My work engages the creative power that humans have to be different, as a way to explore how we can be better as a species.

I believe that as we truly undersand a diversity of visions of what and who humanity and human society can be, we will be challenged to rebuild our undestanding of things that we often take for granted: our political and organisational structures, our socities, our communications and languages, even our bodies and minds. 

I believe that as we do this, engaging critically together in that project, we evolve thinkingly as a species. 

I'm committed to thinking evolution!

To pursue this, my research explores groups who are often different from the mainstream - who, becuase of the language that they speak, or the things they believe, or the bodies that they inhabit and so the worlds that they construct - are somehow 'different' from the majority. I tell stories about those groups, about how they see themselves, how they remember their pasts, and imagine their futures. And I tell stories about the relationship between those groups and the mainstream.  
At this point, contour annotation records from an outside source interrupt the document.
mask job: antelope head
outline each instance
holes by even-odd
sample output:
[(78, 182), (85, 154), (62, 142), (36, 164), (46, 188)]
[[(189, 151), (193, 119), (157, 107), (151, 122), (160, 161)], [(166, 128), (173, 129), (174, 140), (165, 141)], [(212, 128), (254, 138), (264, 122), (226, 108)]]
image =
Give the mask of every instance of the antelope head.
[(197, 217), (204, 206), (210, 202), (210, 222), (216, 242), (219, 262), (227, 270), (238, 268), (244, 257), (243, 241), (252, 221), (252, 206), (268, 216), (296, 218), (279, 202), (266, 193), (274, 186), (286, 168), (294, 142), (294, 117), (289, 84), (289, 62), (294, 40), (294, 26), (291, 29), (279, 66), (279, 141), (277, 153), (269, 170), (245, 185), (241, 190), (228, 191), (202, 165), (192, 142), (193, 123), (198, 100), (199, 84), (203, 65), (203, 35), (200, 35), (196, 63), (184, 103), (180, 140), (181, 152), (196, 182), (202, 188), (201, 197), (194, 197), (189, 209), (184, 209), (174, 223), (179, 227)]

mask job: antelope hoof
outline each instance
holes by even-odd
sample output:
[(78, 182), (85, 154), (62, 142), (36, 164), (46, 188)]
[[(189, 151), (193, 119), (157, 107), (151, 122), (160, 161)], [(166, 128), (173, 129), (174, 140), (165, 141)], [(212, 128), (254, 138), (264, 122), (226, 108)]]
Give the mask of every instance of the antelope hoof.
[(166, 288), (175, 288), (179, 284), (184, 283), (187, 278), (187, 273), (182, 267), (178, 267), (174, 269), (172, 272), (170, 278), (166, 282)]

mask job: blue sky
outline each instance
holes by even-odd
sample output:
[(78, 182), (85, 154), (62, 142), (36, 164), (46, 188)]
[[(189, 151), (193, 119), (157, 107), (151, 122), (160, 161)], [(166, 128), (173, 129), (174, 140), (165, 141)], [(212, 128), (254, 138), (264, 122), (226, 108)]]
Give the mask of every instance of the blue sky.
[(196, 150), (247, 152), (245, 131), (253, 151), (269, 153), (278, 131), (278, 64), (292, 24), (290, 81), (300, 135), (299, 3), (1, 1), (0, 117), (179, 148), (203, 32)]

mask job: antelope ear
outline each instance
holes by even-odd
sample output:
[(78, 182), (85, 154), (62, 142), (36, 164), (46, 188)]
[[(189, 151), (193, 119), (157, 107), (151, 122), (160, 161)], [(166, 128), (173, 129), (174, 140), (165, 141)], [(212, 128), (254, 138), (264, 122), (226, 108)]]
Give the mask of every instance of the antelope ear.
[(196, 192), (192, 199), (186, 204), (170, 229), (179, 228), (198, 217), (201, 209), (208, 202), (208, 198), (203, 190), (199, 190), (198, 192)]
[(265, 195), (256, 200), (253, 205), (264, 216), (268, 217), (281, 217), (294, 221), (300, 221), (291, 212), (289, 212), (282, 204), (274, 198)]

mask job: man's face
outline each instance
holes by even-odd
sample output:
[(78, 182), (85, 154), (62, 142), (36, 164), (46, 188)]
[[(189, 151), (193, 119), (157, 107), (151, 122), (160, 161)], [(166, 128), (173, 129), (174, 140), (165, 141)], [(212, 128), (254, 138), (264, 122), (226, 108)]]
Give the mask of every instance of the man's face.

Most of my work has focused on the linguistically different (because physically different, and so sensorially different) community of sign language users. 

Since early 2014, I have been the post-doctoral RA on a Leverhulme Trust-funded project to trace the spaces produced for Deaf people within the 19th century English Church, and by Deaf people within that church structure. The project is entitled "Scripture, Dissent, and Deaf Space".

This work builds on earlier research into nationhood, spaces of knowledge, historical geographies and minority group identity. it also provides me with a way to follow up my PhD work, which charted a history of the production of a native 'Deaf space' in 18th and 19th century Paris and described what happened as that space encountered the taken-for-granted assumptions of the hearing world, and had to explain the reality that the Deaf community there had developed by, essentially, 'translating' Deaf knowledge from its native, autonomous reality, to a largely uncomprehending, and foreign hearing nation. 

I am particularly interested in how these examples of situated knowledges represent spaces that are both 'aspirational' for those who seek to see them realised, and 'other' for those who exoticise them. My work draws on utopian theory, post-colonial theory, and spatialised theories of knowledge and knowledge translation to look at questions of well-being, language, identity and desire.

Since 2005, I have been centrally involved in the growing field of Deaf Geographies. My field is particularly historical geographies, and the role that memory and performances of memory plan in the production of history and heritage.  

My wider background is in languages and linguistics and I have worked in the UK and overseas as an interpreter, translator and language teachers. I continue with translation work, particularly as a critical academic activity, and am particularly interested in the politics of translation and commentary as they relate to the empowerment of minority or oppressed people groups.